Battle for the Boards
Against Virginia Tech in February, Duke grabbed 29 rebounds, one more than the Hokies. One of Tech’s biggest changes this season from previous seasons is their improved rebounding.
The biggest challenge for the Hokies is to shut down Williamson on the boards. The freshman is averaging nine rebounds a game and presents a challenge that the Hokies have not faced yet. I’m not sure he can be stopped on the boards, but Tech needs to try to limit him while getting the guards to rebound.
Besides Williamson, RJ Barrett is averaging 7.7 rebounds per game and will need to be contained on the glass as well. Ahmed Hill, the graduate senior who will likely guard Barrett, will have to box out and limit the second chance points from Duke, and specifically Barrett.
When Hill can’t get to the boards to box out Barrett, guys like Robinson, Nickeil Alexander-Walker, Isaiah Wilkins and Ty Outlaw will have to crash the boards.
In Cassell, every player that stepped on the floor for Tech grabbed at least one rebound. Virginia Tech is going to have the same mentality when crashing the boards this time against a Duke team that is ranked 14th in the country in offensive rebounding percentage.

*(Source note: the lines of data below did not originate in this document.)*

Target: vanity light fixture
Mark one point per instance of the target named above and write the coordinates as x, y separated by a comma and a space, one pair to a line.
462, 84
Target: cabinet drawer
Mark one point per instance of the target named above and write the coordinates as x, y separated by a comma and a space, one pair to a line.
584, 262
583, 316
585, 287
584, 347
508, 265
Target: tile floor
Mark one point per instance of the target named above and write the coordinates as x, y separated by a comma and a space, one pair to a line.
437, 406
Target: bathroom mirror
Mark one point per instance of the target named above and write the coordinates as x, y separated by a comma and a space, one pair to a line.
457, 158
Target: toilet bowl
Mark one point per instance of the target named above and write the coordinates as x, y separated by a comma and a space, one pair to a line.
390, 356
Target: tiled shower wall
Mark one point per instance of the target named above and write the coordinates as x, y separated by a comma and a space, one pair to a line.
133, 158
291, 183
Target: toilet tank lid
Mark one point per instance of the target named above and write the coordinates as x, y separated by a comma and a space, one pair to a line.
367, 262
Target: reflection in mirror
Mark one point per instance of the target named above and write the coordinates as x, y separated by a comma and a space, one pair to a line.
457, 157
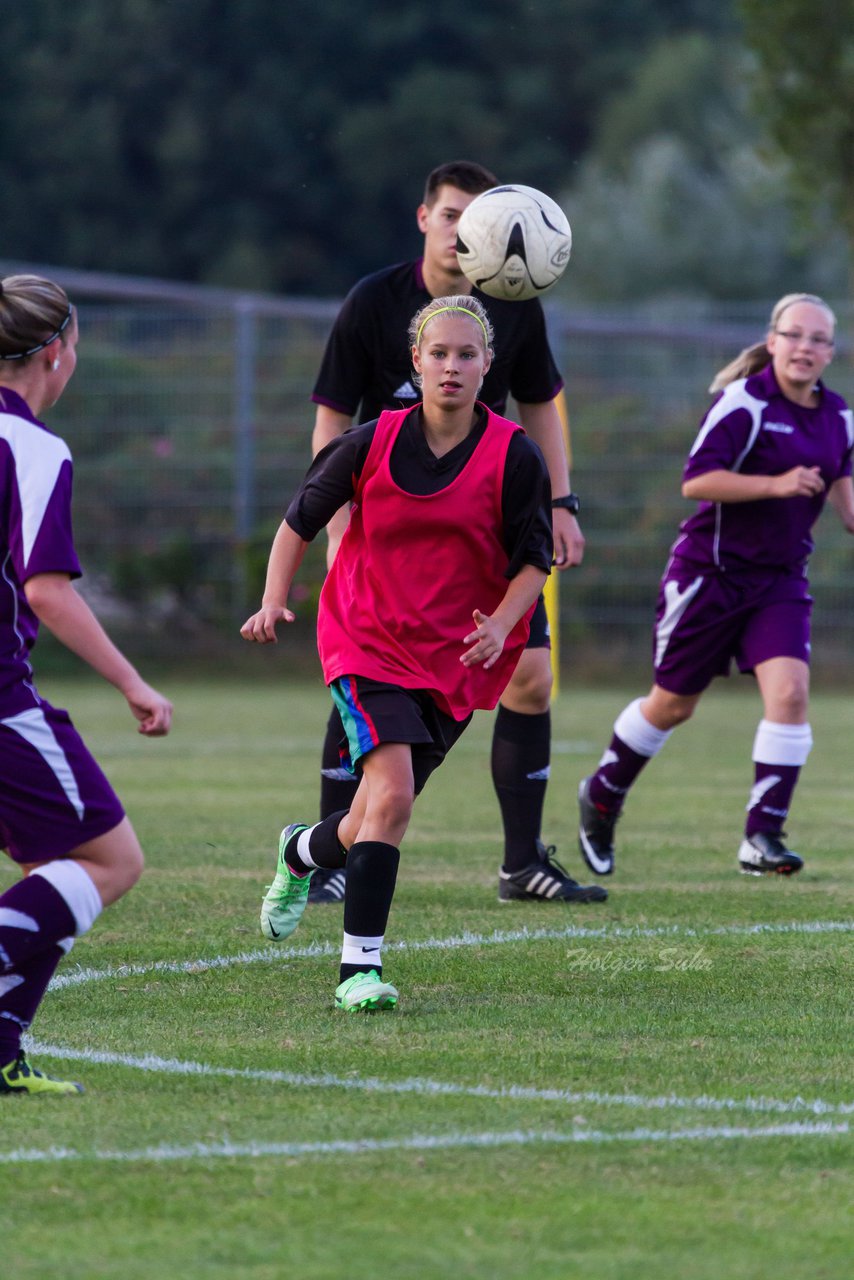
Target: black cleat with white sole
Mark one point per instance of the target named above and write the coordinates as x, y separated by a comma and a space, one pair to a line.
596, 832
546, 881
328, 885
763, 854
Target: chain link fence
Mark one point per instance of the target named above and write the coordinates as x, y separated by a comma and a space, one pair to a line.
190, 423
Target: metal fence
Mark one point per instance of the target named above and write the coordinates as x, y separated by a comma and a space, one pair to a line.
190, 423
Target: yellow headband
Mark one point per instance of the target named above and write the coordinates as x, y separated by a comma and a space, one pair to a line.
438, 312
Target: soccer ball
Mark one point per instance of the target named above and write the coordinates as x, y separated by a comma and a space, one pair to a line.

Statistic wise, this game is pretty close. In my opinion, the Hokies have the advantage based on the stats; they are a better three-point shooting team and force more turnovers than the Blue Devils. Tech can keep it close on the boards, too.
The only thing Tech can’t match or doesn’t have is Zion Williamson, and I think Duke has the overall advantage because of that. Williamson brings a different edge to the game that Tech might have a tough time matching.
The Hokies match up well as a team at all of the other positions, including against NBA prospects Barrett and Cam Reddish.
It’s going to come down to what Virginia Tech shooting team arrives in Washington. If the Hokies shoot well from behind the arc and can match Duke on the boards while forcing some turnovers, Tech should be able to go shot-for-shot with Duke.
If they fail to do those things, especially not shoot well, it might turn into whether or not Tech can slow down Zion Williamson’s teammates. Zion is going to score his share, but it will likely come down to if the Hokies can limit the rest of the Blue Devils.